Im Vergleich dazu ist ein Ritt auf der 1400er wie Wurzeln mit dem Stock ausgraben. Würdelos. Aber nur für Menschen, die das Stahlbad VL 1500 hinter sich haben. Für alle anderen ist die kleine Speer-Suzuki ein Hingucker, der sich sogar ganz angenehm fahren läßt. Nicht besser als das Original, aber auch nicht so viel schlechter, wie die Bereifung vermuten läßt. Ebenfalls vorn wie hinten unterdämpft, ebenfalls mit wankelmütigen Rahmenrohren und einer Vorderradbremse, die der bescheidenen Wirkung der Ur-VS in nichts nachsteht. Dafür aber aufregender, weil das Bewußtsein mitfährt, etwas Besonderes zu bewegen. Denn genau wie die große glänzt auch die kleine Speer nicht nur mit ihrer üppigen Bereifung und dem kapriziösen Fahrverhalten, sondern auch mit liebevoller Detailarbeit und einer Silhouette, die selbst (oder vor allem?) Motorradunkundige zum Innehalten und Staunen veranlaßt. 18 Posten sind es, die Speer veränderungswürdig fand (Preise siehe Kasten). Dabei reicht die Palette von breiteren Gabelbrücken über die Riser für den Lenker mit innenliegender Kabelführung bis zum Rücklicht der BMW R 1200 C. Das paßt zu dem engsitzenden Kotflügel wie das Henna-Tatoo zum String-Tanga und schließt gekonnt eine Linienführung ab, die mit ihrer Mischung aus Überschwang und vornehmer Zurückhaltung auch jene zu begeistern vermag, die normalerweise die sportliche Demutshaltung bevorzugen.
Nicht gefallen dürfte diesen Leistungsfetischisten, daß der Motor beider Speer-Suzukis unberührt blieb. Jeweils eine TÜV-konforme Schüle-Auspuffanlage montiert, das war´s. Und das ist gut. Denn so gibt es auf die beiden Speer-Suzuki volle Garantie - und es sinkt die Wahrscheinlichkeit, daß die beiden Walz-Werke mehr plattmachen, als gut ist. Für sie und für den Fahrer.

Unsere Highlights

Umbauliste - Eine breite Palette

An beiden Speer-Suzuki wurde richtig umgebaut (Preise ohne Arbeitszeit).
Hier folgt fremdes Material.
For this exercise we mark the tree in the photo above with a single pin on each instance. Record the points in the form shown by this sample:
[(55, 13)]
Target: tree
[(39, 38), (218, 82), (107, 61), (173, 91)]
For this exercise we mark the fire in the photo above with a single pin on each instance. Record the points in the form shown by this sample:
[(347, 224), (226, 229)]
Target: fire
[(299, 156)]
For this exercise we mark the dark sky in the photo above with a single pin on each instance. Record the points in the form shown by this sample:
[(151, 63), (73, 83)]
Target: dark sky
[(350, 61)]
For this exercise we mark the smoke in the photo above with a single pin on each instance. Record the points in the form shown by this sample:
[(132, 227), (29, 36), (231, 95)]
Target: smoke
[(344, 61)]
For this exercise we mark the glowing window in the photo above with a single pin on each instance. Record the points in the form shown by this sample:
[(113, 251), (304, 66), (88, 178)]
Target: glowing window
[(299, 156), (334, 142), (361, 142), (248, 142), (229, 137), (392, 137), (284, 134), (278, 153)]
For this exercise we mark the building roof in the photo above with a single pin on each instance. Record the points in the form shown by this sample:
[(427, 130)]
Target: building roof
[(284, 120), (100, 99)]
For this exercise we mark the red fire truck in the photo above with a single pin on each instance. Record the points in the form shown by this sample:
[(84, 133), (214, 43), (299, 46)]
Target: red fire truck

Mit den breiten Reifen (650 respektive 790 Mark) allein ist es nicht getan. Bei der kleinen 1400er müssen neue Gabelbrücken (1190 Mark) und ein Bremszangenadapter (130 Mark) her, während bei der VL 1500 die Schwinge geändert werden muß (980 Mark). Dazu kommen die Laufräder selbst, die mit 2980 Mark (VS 1400) und 3500 Mark (VL 1500) zu Buche schlagen. Damit das Ganze richtig knackig aussieht, kommen neue GFK-Kotflügel (jeweils 390 Mark) und andere Sitzbänke (360 Mark) hinzu. Die Sitzbänke können auch aufgepolstert werden. Außerdem neu im Heckbereich: Die BMW-Rücklichter (220 Mark), Schüle-Auspuffanlage (VS 1400: 1390 Mark, VL 1500: 1550 Mark), Koni-Stoßdämpfer an der VS (790 Mark). Die modifizierte Frontpartie setzt sich zusammen aus dem Old-Style-Lenker (150 Mark), den Ochsenaugenblinkern (320 Mark), den Vorderradkotflügeln (190 bzw. 240 Mark), den Doppelscheinwerfern inclusive Halterung (410 Mark) und bei der VS 1400 einem neuen Tank (1190 Mark). Wer die Motorräder lieber gleich komplett kauft, ist mit 29500 (VL 1500) und 28900 Mark (VS 1400) dabei.